When Google showed the Galaxy S4 Nexus at I/O, the move kind of surprised everyone, and it made people wonder about what Google intends to do with the Nexus program in the future, and if there will be an HTC One Nexus, too.
This is actually something I’ve been wishing Google would do for a long time. Maybe not exactly the idea that they should take existing models from the market and turn them into Nexus devices, but the idea that they should allow a lot more OEM’s to release Nexus devices at the same time during the year.
Pretty much all manufacturers are making their own skins and interfaces on top of the core Android these days, and they are probably not going to stop doing that anytime soon, unless we as a community show them that we prefer stock Android devices, and a unified Android experience across all devices.
Some may say that making their own skins is the way only for manufacturers to differentiate. I say that allowing manufacturers to make their own UI’s has not only created some terrible experiences out there that people now associate with Android, but it has also made manufacturers very lazy. Why bother creating much better and unique hardware, when you can just change up the software and leave the hardware mostly the same?

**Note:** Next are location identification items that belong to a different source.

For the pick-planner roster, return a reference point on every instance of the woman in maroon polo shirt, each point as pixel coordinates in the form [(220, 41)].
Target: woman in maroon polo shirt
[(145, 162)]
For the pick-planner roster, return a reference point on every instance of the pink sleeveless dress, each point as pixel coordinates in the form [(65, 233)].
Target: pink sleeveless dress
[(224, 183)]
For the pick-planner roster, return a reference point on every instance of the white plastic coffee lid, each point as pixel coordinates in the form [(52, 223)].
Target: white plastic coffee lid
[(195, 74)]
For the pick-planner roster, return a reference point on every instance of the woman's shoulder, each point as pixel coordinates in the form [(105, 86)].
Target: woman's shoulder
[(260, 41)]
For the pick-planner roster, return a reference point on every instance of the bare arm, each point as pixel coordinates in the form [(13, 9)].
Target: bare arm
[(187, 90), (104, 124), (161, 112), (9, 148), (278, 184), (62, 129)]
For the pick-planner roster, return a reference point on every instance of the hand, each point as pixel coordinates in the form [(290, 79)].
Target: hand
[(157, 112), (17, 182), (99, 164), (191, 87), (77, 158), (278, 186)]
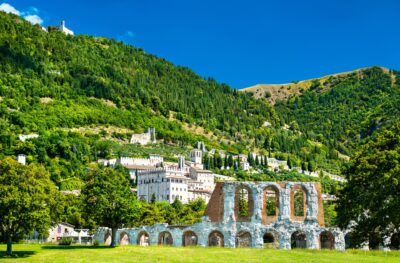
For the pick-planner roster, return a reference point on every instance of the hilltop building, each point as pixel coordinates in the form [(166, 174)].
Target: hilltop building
[(185, 181), (61, 28), (238, 215), (144, 138)]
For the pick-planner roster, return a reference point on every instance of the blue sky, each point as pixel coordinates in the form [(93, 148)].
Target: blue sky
[(241, 43)]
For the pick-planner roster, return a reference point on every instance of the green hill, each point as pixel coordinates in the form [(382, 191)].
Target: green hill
[(85, 95), (341, 110)]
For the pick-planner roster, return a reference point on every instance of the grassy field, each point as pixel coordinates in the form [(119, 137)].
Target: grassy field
[(54, 253)]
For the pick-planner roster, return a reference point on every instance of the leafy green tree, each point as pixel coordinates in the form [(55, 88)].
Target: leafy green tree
[(109, 201), (26, 200), (371, 195)]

Manufacturers have forgotten that they are manufacturers, and that as manufacturers they really should be differentiating through hardware, not software, because that is and should be their expertise – not software.

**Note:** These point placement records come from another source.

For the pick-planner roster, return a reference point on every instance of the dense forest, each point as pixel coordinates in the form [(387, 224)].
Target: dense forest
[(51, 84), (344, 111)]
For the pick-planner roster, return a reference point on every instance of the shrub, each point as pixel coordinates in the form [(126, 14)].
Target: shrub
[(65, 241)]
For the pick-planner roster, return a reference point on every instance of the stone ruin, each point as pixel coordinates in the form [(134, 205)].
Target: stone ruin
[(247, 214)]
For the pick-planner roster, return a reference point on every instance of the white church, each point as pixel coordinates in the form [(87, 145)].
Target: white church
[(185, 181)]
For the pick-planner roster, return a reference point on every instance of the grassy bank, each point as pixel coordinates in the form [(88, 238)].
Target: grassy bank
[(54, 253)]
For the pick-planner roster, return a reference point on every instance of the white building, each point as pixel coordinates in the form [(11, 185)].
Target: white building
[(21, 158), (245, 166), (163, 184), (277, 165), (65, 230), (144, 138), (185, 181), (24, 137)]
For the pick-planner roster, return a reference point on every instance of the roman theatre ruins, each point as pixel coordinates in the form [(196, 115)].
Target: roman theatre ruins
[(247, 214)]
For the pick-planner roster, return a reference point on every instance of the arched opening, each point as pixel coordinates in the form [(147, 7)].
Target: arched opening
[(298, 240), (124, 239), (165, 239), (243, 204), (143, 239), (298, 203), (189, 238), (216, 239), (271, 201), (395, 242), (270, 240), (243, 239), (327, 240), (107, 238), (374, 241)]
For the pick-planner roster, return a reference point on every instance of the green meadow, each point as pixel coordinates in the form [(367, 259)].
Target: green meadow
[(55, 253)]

But it’s going to be very hard to convince them to stop using skins. However, Google could convince them to release some of their phones as Nexus devices, while following Google’s strict guidelines. This could create at least a sub-group of Android devices that get updates on time and for at least a year and a half (or 3 new versions of Android, on top of the brand new one they come with). These Nexus devices would be launched in the same way as Chromebooks are being launched. Google alone controls the software Chromebooks, and can update the machines every couple of months, while a lot of manufacturers can make these machines.

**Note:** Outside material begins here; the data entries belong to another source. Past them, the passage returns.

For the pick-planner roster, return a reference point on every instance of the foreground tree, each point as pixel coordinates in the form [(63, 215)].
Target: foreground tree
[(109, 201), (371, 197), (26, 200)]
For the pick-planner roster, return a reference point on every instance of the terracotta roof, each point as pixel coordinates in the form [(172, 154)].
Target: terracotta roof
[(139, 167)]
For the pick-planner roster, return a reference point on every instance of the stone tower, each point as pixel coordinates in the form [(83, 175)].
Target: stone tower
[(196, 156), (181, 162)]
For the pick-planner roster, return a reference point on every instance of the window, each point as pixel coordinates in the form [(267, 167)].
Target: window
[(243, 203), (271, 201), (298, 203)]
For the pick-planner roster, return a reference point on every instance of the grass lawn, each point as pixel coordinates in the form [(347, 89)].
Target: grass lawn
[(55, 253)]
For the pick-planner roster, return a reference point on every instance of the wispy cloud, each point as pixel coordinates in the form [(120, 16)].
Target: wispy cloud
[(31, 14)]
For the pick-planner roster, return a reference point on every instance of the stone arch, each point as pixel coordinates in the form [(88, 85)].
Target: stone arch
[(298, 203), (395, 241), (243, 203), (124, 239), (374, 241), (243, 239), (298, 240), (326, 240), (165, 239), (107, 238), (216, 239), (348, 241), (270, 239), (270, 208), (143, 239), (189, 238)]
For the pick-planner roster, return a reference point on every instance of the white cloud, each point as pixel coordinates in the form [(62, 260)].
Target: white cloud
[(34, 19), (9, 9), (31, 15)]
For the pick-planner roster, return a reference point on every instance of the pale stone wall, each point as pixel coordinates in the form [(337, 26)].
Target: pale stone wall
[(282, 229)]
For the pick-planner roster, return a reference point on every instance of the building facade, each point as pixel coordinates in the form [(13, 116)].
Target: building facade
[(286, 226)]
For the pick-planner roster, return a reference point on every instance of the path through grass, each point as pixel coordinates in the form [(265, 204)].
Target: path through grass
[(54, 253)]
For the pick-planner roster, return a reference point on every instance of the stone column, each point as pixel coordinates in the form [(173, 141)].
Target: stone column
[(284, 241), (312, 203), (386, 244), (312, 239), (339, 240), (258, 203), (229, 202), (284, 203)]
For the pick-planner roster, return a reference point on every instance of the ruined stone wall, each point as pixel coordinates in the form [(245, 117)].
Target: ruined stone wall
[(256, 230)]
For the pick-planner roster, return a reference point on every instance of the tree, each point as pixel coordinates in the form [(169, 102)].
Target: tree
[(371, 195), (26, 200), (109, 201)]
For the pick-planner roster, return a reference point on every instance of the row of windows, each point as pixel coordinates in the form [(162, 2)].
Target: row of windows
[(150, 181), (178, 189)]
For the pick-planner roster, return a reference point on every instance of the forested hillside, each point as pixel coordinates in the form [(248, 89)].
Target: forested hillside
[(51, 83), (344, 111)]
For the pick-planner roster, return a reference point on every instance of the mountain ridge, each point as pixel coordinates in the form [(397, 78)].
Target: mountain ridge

If Google were to do this with Nexus devices, too, and if these devices became increasingly more popular as a sub-market inside the whole Android market, then eventually we might wake up that most people buy “Nexus” devices, instead of regular “Android” devices that have all sorts of skins on them. People like familiarity, and it’s actually one of the main reasons why Windows has been so successful over the decades, and why so many are annoyed with the Windows 8 interface now.
By having the majority of Android devices as Nexus devices, Google would have full control over the majority of Android devices on the market, and they’d be able to upgrade them often, and at the same time. No OEM’s and no carriers involved in the upgrading process. That would significantly decrease fragmentation, and it would help both users and developers, and of course, Google.